Predictive Artificial Neural Networks for mRNA Transcriptional Profiles and Sequence Motifs

Background

For the current version, see the frontend

For more information, see the GitHub repository

A foundational goal of molecular microbiologists over the last 80 years has been to understand how genetic information carried in DNA is manifested in a unique and orderly manner. We now know that this is a complex and highly regulated two-step process that can rapidly adjust to a changing cellular environment. First, the genetic information is transcribed onto a mRNA intermediate via transcription, and second, the mRNA is decoded into proteins through translation. Regulation at each step of this central dogma determines the relative amounts of proteins produced. These changes in protein profile define the biochemical characteristics and adaptive potential of the cell over time.
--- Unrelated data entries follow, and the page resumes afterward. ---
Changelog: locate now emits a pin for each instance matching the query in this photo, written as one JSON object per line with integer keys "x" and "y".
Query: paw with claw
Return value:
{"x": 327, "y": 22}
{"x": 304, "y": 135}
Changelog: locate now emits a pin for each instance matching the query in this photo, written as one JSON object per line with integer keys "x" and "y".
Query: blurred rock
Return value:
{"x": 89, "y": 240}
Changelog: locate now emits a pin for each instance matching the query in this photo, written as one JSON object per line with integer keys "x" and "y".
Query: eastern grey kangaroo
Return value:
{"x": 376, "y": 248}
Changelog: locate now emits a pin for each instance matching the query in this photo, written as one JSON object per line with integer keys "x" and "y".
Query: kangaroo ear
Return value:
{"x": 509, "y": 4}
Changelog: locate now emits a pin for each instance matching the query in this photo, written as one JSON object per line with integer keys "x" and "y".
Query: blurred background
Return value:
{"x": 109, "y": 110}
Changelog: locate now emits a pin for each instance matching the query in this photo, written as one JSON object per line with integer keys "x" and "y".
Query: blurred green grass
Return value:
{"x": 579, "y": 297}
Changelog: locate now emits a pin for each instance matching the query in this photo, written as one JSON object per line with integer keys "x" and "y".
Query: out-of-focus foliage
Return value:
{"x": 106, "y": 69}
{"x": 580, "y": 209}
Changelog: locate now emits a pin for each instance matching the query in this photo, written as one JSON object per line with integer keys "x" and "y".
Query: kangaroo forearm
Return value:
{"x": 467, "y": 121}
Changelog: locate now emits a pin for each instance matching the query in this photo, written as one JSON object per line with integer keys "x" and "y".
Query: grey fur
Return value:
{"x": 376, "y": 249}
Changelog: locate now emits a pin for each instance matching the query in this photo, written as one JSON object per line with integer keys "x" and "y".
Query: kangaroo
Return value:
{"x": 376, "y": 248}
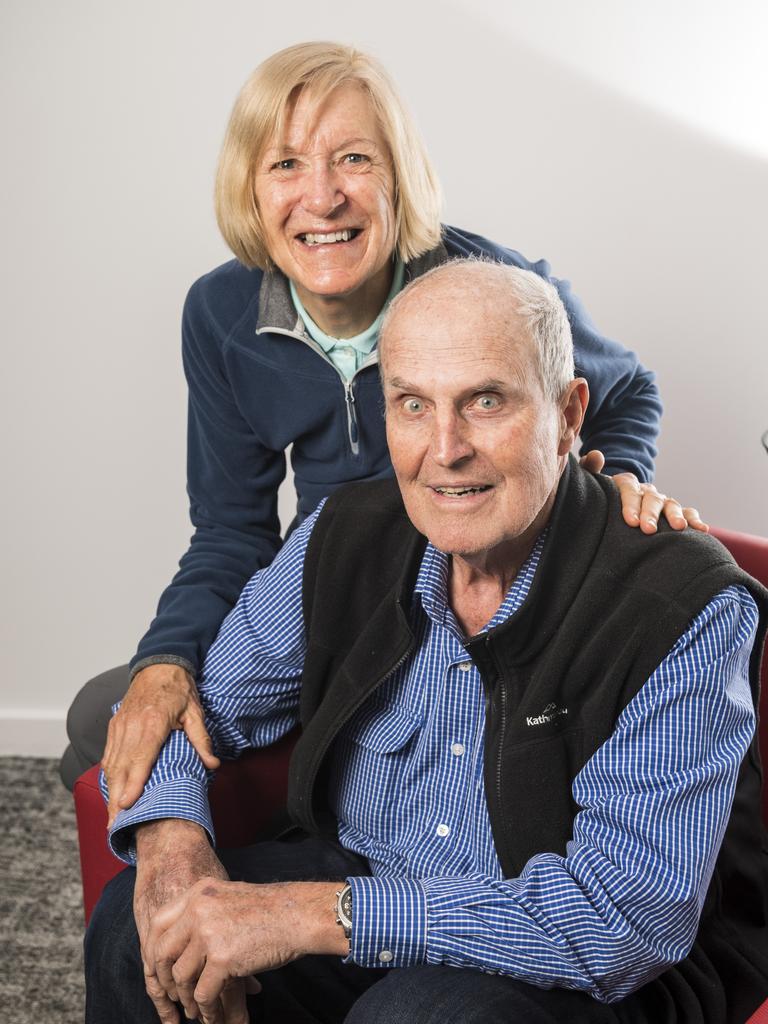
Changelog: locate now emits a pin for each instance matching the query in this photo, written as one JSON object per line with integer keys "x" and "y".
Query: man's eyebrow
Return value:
{"x": 489, "y": 384}
{"x": 399, "y": 384}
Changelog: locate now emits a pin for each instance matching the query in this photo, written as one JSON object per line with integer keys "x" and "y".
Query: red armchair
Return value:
{"x": 248, "y": 793}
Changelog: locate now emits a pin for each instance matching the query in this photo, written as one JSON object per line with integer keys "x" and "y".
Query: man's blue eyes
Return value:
{"x": 487, "y": 402}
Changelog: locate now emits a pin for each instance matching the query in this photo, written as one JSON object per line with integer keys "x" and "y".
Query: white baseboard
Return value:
{"x": 32, "y": 733}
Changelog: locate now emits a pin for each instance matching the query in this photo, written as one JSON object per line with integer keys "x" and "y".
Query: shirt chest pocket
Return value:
{"x": 374, "y": 767}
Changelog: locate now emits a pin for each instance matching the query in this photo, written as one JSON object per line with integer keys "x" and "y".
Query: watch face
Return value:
{"x": 346, "y": 903}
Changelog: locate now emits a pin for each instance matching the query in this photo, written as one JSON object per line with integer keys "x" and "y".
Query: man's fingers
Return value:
{"x": 208, "y": 993}
{"x": 233, "y": 999}
{"x": 194, "y": 725}
{"x": 185, "y": 972}
{"x": 167, "y": 1012}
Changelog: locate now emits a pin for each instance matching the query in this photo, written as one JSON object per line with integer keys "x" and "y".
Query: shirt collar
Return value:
{"x": 276, "y": 311}
{"x": 364, "y": 342}
{"x": 431, "y": 585}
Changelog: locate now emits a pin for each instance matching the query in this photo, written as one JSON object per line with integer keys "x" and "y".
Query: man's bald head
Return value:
{"x": 511, "y": 302}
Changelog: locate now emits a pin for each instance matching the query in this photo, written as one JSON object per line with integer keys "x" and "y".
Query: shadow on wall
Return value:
{"x": 655, "y": 223}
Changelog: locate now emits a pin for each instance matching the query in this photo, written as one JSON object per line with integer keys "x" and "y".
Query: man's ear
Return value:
{"x": 572, "y": 407}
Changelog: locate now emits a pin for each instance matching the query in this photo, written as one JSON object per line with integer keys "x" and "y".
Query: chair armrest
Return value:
{"x": 246, "y": 795}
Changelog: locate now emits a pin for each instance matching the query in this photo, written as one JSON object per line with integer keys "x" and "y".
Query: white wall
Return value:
{"x": 627, "y": 144}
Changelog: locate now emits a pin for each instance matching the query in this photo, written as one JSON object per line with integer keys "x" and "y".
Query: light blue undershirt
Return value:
{"x": 348, "y": 354}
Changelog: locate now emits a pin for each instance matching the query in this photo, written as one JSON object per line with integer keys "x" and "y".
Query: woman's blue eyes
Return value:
{"x": 290, "y": 162}
{"x": 487, "y": 402}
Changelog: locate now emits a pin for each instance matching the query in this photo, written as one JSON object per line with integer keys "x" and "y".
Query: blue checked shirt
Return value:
{"x": 615, "y": 910}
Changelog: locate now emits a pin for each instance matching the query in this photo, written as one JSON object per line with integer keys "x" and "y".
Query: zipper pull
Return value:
{"x": 351, "y": 419}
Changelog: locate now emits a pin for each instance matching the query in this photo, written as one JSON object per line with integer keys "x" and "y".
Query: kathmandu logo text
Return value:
{"x": 549, "y": 714}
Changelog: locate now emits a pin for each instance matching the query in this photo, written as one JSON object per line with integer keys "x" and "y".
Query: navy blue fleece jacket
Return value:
{"x": 258, "y": 384}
mRNA synthesis in all organisms is performed by the RNA polymerases (RNAP). The rate of mRNA synthesis is an essential parameter in gene expression and is partially determined by how often and how well RNAP binds to the promoter sequence, an untranslated cis-regulatory element upstream of the gene. Researchers have already developed machine-learning tools to predict the transcription initiation rates in E. coli based on RNAP/σ70-promoter interactions. However, current prediction tools lack robustness and are prone to high error. These models are trained on limited datasets and/or are trained on select sections of promoter sequences.

Research

This research was the initial stage of my work for Professor Matthew Tien, where we used deep machine learning as a teaching method for undergraduate students to learn about the relationship between promoters and phenotypes. In a new introductory biology laboratory course, first-year students will experience their first course-based undergraduate research experience (CURE): to design synthetic E. coli promoter sequences and test the expression of their promoter sequences.
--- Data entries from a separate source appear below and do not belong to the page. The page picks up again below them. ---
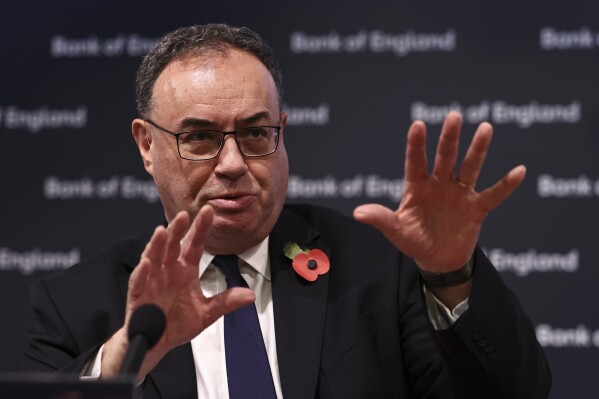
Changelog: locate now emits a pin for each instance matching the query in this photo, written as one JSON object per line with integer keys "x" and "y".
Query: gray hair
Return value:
{"x": 199, "y": 40}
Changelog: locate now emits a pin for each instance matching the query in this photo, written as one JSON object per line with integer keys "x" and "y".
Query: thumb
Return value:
{"x": 378, "y": 216}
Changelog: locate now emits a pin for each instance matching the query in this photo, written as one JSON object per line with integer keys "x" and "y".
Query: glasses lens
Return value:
{"x": 200, "y": 145}
{"x": 257, "y": 141}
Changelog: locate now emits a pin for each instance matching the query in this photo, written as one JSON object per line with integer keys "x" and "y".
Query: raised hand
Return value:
{"x": 168, "y": 276}
{"x": 440, "y": 215}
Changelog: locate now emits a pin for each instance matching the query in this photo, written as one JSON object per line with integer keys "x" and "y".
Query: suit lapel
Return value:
{"x": 299, "y": 308}
{"x": 174, "y": 376}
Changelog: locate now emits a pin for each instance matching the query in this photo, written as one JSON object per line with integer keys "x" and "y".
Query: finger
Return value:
{"x": 475, "y": 157}
{"x": 139, "y": 278}
{"x": 228, "y": 301}
{"x": 447, "y": 149}
{"x": 378, "y": 216}
{"x": 193, "y": 246}
{"x": 416, "y": 167}
{"x": 176, "y": 230}
{"x": 500, "y": 191}
{"x": 154, "y": 251}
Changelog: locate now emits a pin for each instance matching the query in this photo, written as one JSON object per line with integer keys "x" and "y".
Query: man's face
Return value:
{"x": 224, "y": 93}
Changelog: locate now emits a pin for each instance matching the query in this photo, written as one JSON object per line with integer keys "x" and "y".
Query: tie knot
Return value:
{"x": 228, "y": 265}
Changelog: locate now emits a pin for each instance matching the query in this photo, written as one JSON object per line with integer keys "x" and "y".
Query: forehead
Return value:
{"x": 219, "y": 87}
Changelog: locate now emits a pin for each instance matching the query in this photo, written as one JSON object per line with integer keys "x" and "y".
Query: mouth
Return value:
{"x": 232, "y": 202}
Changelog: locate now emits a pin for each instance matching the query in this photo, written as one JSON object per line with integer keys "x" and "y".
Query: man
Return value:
{"x": 211, "y": 134}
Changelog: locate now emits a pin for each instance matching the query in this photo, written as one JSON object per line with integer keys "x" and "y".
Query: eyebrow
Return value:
{"x": 198, "y": 123}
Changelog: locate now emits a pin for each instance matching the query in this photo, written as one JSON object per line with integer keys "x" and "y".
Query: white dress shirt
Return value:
{"x": 209, "y": 346}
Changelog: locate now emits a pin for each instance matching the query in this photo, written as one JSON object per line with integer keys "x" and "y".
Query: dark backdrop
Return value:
{"x": 356, "y": 75}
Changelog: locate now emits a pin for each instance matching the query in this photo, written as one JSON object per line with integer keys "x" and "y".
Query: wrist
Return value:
{"x": 449, "y": 279}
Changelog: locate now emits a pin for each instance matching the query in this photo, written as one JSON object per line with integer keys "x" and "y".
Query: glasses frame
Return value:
{"x": 222, "y": 142}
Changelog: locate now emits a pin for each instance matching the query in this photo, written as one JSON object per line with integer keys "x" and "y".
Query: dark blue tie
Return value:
{"x": 248, "y": 370}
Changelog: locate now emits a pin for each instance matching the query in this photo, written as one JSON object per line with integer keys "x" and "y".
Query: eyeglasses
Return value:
{"x": 201, "y": 145}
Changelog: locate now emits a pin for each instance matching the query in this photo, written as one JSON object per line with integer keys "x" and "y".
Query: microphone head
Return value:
{"x": 149, "y": 321}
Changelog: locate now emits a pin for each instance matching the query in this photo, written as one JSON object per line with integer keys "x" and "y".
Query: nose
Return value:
{"x": 231, "y": 162}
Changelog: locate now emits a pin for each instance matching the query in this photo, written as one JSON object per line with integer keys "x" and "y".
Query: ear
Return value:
{"x": 143, "y": 139}
{"x": 283, "y": 122}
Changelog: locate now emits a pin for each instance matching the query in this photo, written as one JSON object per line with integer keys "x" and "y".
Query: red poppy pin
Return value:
{"x": 307, "y": 263}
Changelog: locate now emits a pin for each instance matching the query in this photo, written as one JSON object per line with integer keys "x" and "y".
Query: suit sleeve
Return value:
{"x": 492, "y": 350}
{"x": 50, "y": 344}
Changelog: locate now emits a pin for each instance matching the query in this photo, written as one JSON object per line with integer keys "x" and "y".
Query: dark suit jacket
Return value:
{"x": 360, "y": 331}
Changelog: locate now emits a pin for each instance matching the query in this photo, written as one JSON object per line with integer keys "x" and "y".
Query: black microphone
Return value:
{"x": 145, "y": 329}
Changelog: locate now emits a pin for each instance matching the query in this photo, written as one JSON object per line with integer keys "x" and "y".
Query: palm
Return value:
{"x": 440, "y": 215}
{"x": 168, "y": 276}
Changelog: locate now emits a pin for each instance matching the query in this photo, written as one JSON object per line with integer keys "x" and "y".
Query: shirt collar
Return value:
{"x": 256, "y": 257}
For this lab, I trained a more robust convolutional neural network on several publicly available datasets that explored the sequence space of E. coli promoter sequences. For tuning, I used heuristic and hyper-parameter-turning neural network strategies to build our final deep-learning model. This model has a normalized mean squared error 44% lower than current models and, unlike other models, can receive DNA sequences of variable length. I also built a web-based graphical user interface (GUI) that houses our deep-learning model, which allows users to input promoter DNA sequences and returns a quantitative prediction of the promoter’s ability to drive gene expression.
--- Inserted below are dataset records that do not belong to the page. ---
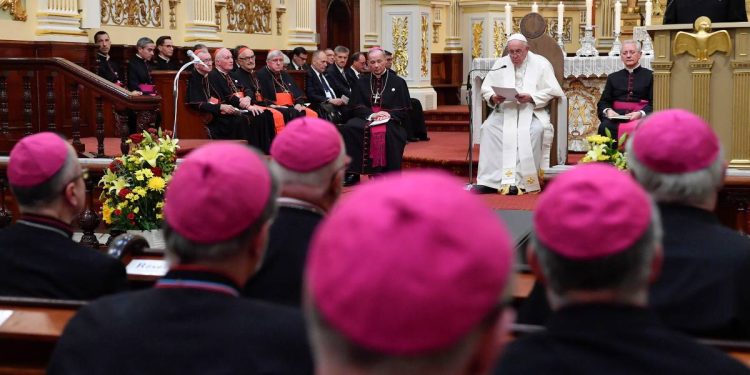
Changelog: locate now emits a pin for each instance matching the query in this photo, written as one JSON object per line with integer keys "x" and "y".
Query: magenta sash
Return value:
{"x": 377, "y": 142}
{"x": 147, "y": 89}
{"x": 629, "y": 106}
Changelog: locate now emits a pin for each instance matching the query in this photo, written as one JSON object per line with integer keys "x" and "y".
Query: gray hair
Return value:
{"x": 626, "y": 272}
{"x": 36, "y": 197}
{"x": 319, "y": 178}
{"x": 692, "y": 188}
{"x": 330, "y": 345}
{"x": 633, "y": 42}
{"x": 143, "y": 42}
{"x": 188, "y": 251}
{"x": 273, "y": 54}
{"x": 341, "y": 49}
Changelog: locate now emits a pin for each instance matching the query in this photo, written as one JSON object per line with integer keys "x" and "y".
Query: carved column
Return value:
{"x": 201, "y": 22}
{"x": 740, "y": 152}
{"x": 301, "y": 21}
{"x": 701, "y": 72}
{"x": 453, "y": 28}
{"x": 662, "y": 77}
{"x": 59, "y": 20}
{"x": 406, "y": 32}
{"x": 371, "y": 23}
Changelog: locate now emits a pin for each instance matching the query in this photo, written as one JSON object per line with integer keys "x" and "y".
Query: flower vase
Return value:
{"x": 154, "y": 237}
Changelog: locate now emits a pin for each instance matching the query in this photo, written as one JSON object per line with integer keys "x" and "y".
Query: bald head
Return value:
{"x": 223, "y": 60}
{"x": 204, "y": 56}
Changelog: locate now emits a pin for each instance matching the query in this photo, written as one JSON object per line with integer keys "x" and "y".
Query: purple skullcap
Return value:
{"x": 408, "y": 264}
{"x": 36, "y": 158}
{"x": 592, "y": 211}
{"x": 217, "y": 192}
{"x": 306, "y": 144}
{"x": 675, "y": 141}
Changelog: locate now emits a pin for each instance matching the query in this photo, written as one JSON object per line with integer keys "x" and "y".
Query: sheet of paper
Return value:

The GUI helps students design non-canonical promoter sequences and lets them compare their results with the deep-learning model’s prediction of their promoter sequences. Before the lab, students will use the GUI to design a synthetic promoter, step through the Golden Gate Assembly process in silico, and obtain predictions of synthetic promoters' effect on gene expression. Then, students will upload their fluorescence intensity results and compare them with the deep-learning model’s results in the GUI. The GUI acts as an iterative database, meaning newly uploaded student-generated data will be used to retrain our deep-learning model of bacterial transcription.